盐碱胁迫对文冠果幼苗水力学特征和碳素分配的影响

以文冠果(Xanthoceras sorbifolia)1年生幼苗为研究对象,通过控制条件下的盆栽试验,研究不同盐碱胁迫条件对文冠果幼苗的水力学特征和碳素分配的影响。结果表明:(1)盐碱胁迫显著降低文冠幼苗存活率、株高和基径、不同部位生物量、凌晨水势、根水力学导度、光合速率和气孔导度;(2)随盐碱胁迫强度增加,植株各部位非结构碳含量均先升后降,且碱性盐胁迫对植株的伤害显著大于中性盐胁迫和混合盐碱胁迫,盐度和pH有显著的交互增强效应,碱性盐比例增加会加重胁迫危害;(3)盐碱胁迫显著限制幼苗根系吸水能力、植株水分状况恶化、气孔导度和光合速率下降,造成生物量和非结构碳含量降低,超出植株对低渗透胁迫的适应能力,最终影响植株存活;(4)文冠果具有一定的耐盐碱胁迫能力,在轻度盐碱条件下能正常生长,在中度和重度盐碱胁迫条件下生长和存活能力受限。通过研究进一步揭示了文冠果幼苗在水力结构和碳代谢上对不同类型和强度盐碱胁迫的生理响应模式,可为文冠果适宜立地选择、栽培范围扩展和规模化发展提供依据。

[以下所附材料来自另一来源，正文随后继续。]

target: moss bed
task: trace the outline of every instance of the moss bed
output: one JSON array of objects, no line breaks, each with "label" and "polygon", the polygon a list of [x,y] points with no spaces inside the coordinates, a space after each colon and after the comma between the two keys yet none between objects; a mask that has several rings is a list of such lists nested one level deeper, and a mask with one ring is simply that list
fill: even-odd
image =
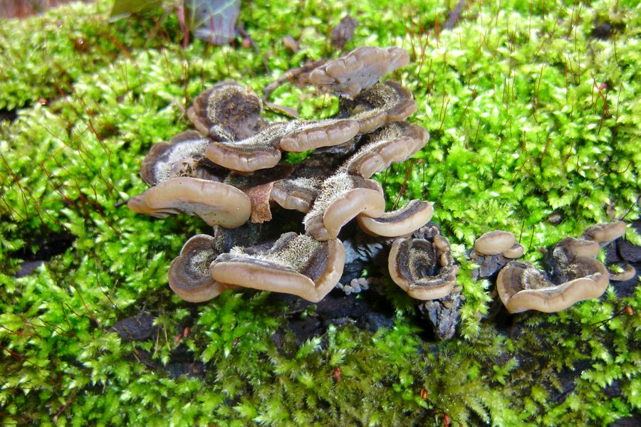
[{"label": "moss bed", "polygon": [[[261,54],[183,48],[174,14],[108,23],[110,6],[0,21],[0,423],[640,422],[638,277],[556,315],[495,314],[464,255],[502,228],[538,261],[537,248],[588,225],[638,219],[637,1],[465,2],[460,14],[454,1],[244,2]],[[422,162],[377,179],[390,205],[401,189],[401,203],[434,202],[453,244],[467,299],[447,342],[385,279],[385,296],[334,291],[324,305],[251,290],[184,302],[167,269],[206,225],[116,206],[145,189],[151,144],[191,127],[184,110],[202,90],[231,78],[259,91],[335,57],[345,14],[360,22],[345,49],[412,57],[392,77],[432,137]],[[291,85],[271,100],[305,117],[337,105]],[[641,243],[634,226],[625,238]]]}]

Effects of Saline-alkali Stress on Hydraulic Characteristic and Carbon Allocation in Xanthoceras sorbifolia Seedling

Saline-alkali stress is one of the significant abiotic stresses affecting plant growth worldwide. However, the adaptive capacity and physiological response mechanism of Xanthoceras sorbifolia to saline-alkali stress are still poorly understood. In this study, 1-year-old Xanthoceras sorbifolia seedlings were used. We aimed to explore the adaptability of the seedlings to saline-alkali stress, and to reveal the physiological response of hydraulic structure and carbon metabolism of the seedlings to different salinity-alkali stresses. The results showed that:(1) Saline-alkali stress significantly reduced survival rate, plant height, basal diameter, biomass of different parts, predawn water potential, root hydraulic conductivity, photosynthetic rate and stomatal conductance of the seedlings. (2) Along with the increase of saline-alkali stress degree, the contents of NSC in roots, stems and leaves increased first and then decreased. Moreover, the damage degree of saline-alkali stress was significantly higher than that of neutral salt, mirrored as lower survival rate, smaller biomass, lower water potential, root hydraulic conductivity and photosynthetic rate. (3) Saline-alkali stress limited the water absorption ability of root system, and affected the water status of plants, then influenced plant growth and NSC accumulation, even plant survival. The effect of saline-alkali stress was more severe than that of neutral salt. (4) Xanthoceras sorbifolia could adapt to mild saline-alkali environment, while moderate and severe saline-alkali stress would have a great influence on its growth and survival. The physiological response of the seedlings to different types and degrees of saline-alkali stress in terms of water structure and carbon metabolism could provide a basis for the site selection, cultivation range expansion and large-scale development of the Xanthoceras sorbifolia.